Maritza Arizmendi: Yeah. Well, what we’re seeing is as you have seen in the first two quarters, we have moved the beta from 11% to almost 15% during the quarter. As we see the mix and the change in the funding that we have, we continue to see cost of funds increasing. But we will continue to have this yield on the loan book growing as well as the mix in the balance sheet will improve in the earning asset side. So that’s why we continue to see cost of fund increasing, but the yield on the loan book also increases our NIM being stable for the next 2 quarters.
Timur Braziler : Okay, great. And then just last for me on the credit front. Maritza, I missed the aggregate amount of the 3 mainland credits. And then just more broadly, as you look at your credit portfolio, any color you can provide on if there’s any similarities on the borrower on those three credits? And then just in the mainland, kind of the areas that you’re putting more attention and focus on.

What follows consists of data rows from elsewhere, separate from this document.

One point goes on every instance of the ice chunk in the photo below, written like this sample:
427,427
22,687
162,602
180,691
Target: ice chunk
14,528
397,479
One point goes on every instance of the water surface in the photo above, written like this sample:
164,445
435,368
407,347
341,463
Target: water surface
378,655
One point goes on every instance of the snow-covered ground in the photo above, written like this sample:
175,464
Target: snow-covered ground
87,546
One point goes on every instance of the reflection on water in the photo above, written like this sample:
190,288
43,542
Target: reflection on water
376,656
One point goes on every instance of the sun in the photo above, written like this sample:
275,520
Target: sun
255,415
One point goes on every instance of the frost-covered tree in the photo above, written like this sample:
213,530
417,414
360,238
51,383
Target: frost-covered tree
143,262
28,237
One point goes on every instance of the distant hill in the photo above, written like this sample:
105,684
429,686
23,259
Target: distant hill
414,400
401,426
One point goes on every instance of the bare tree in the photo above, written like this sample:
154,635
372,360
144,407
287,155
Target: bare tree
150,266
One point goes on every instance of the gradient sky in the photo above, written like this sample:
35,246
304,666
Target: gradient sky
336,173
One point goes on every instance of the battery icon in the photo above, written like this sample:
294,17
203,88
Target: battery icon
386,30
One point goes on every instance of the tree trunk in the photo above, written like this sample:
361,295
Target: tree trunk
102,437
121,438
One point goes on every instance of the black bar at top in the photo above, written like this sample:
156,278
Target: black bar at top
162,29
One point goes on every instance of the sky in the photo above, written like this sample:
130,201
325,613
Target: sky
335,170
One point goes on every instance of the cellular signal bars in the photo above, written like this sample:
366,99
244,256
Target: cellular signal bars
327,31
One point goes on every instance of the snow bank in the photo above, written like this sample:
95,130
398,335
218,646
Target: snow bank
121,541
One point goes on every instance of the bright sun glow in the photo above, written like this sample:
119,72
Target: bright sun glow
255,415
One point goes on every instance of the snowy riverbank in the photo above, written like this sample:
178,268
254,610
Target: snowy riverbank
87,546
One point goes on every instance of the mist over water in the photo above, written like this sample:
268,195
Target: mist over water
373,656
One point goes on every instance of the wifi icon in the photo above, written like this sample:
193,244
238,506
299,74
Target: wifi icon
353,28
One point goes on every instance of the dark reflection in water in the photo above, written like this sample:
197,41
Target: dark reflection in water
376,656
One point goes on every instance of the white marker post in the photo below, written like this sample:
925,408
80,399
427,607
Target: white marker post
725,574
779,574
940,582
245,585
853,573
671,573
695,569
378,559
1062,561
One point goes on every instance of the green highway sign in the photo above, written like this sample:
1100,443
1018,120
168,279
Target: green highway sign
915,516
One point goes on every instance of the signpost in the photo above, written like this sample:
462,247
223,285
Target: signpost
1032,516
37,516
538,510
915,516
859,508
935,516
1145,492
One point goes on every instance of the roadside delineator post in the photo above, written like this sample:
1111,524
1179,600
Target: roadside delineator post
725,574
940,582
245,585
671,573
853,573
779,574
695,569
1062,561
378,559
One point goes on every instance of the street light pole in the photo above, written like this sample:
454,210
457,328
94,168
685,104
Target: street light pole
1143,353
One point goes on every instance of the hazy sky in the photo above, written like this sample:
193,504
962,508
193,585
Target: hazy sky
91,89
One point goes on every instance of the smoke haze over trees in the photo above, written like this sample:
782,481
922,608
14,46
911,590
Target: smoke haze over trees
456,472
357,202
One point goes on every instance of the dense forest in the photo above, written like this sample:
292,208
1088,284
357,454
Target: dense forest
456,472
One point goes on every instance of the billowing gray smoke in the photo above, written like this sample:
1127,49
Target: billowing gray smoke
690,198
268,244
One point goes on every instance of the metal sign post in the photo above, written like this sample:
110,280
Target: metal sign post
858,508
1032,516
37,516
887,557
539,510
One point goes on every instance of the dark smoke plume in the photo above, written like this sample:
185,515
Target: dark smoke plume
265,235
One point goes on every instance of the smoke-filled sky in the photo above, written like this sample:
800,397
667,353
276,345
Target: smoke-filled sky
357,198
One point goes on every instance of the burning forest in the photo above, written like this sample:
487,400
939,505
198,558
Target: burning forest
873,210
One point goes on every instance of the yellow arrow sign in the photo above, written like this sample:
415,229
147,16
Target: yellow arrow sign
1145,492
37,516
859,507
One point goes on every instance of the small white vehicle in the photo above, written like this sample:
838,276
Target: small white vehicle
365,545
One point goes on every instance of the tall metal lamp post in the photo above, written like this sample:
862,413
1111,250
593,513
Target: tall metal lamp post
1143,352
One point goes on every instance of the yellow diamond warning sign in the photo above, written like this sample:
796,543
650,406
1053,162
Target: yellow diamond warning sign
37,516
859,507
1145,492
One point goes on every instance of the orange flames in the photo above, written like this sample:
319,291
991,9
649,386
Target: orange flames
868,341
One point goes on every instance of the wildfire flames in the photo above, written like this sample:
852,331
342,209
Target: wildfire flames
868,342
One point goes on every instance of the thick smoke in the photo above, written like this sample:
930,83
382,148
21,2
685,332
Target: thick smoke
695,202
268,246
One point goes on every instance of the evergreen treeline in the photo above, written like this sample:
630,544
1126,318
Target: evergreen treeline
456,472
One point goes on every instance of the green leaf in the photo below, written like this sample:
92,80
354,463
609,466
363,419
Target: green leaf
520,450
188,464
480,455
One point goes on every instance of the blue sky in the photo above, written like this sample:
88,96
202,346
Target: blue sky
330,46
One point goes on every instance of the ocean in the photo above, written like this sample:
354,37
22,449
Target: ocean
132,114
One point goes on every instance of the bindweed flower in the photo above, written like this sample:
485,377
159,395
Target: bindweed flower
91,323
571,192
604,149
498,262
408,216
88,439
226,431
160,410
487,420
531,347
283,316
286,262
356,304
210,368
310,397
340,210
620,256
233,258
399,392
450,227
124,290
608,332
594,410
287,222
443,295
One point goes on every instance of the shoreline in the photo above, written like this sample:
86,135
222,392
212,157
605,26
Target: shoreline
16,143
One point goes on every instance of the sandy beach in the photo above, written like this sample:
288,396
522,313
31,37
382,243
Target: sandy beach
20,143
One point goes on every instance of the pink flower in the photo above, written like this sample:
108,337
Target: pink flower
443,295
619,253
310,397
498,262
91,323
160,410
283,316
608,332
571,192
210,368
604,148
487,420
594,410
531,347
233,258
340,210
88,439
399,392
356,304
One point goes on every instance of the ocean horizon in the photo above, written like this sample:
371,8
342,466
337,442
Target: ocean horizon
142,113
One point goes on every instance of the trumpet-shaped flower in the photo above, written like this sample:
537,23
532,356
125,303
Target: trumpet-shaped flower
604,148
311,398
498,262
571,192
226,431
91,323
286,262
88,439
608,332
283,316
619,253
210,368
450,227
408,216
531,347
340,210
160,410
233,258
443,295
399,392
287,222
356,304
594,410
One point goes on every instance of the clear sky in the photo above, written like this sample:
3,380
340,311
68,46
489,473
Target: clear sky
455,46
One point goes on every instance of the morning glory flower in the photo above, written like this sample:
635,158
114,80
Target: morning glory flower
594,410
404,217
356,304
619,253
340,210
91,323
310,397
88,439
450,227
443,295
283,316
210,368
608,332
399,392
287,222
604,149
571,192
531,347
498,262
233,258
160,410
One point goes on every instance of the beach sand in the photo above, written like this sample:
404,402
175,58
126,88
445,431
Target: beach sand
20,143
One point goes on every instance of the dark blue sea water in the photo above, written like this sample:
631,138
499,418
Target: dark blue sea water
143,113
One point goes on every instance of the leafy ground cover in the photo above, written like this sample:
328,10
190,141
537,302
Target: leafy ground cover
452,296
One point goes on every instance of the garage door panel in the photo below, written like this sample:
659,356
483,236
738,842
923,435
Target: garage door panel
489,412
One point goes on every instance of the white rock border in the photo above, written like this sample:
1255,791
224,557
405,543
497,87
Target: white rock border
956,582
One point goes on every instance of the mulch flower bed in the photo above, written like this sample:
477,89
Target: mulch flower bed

Maritza Arizmendi: No. These were really very specific situations to these three loans that are related or not contaminate the rest of the portfolio as we have a very well-diversified portfolio. We have — we don’t have any concentration in any industries in that portfolio and it’s very well diversified through U.S. So these are really very specific situations related to supply chains, and we don’t see anything that relates to the whole portfolio. That’s the way we see in these cases. And as I mentioned, they were really, really specific. And we’re optimistic on those three cases also because management has continued to make the restructuring in a very efficient way and the perspective on those three loans continue to be good.
Jose Rafael Fernandez: And just to add, the aggregate amount is $18 million on the three loans.
Timur Braziler : Okay. Great. Thanks for the questions. Nice quarter.
Jose Rafael Fernandez: Thank you.
Operator: Thank you. Our next question will come from Brett Rabatin with Hovde Group. Your line is open.
Brett Rabatin : Hey, good morning. Thanks for taking the questions. Wanted to start with — good morning. Wanted to start with the efficiency ratio guidance, and Maritza, it had been in the mid-50s and sounds like you’ve tweaked that down to low-50s to mid-50s. And so I know there was a recapture of ORE or there was a gain in the quarter that minimized the expenses this quarter. But would it be fair to assume the expense trajectory is still higher from here? Can you give us some additional color on your expectations for the back half in terms of spending and what might impact the expense levels? Thanks.
Maritza Arizmendi: Thanks for the question. And if we take out that gain in repossessed, the expenses increased $1.8 million during the quarter, mostly because of technology. As we have been disclosing in prior calls and we’re disclosing in this call, particularly how this technology is playing for us. That will continue to be an element going forward. And that’s why we continue to, as I mentioned in my prepared remarks, talking about $90 million to $92 million as an ongoing expense for the next quarter. We know that in the long term, this technology will bring some efficiency, but the timing, it will evolve. So I cannot tell you when it will happen. But we know that in the long-term, this will bring some efficiency to us. And we will continue to invest, and that’s why we are giving you this guidance of $90 million to $92 million as we continue executing on our digital first strategy.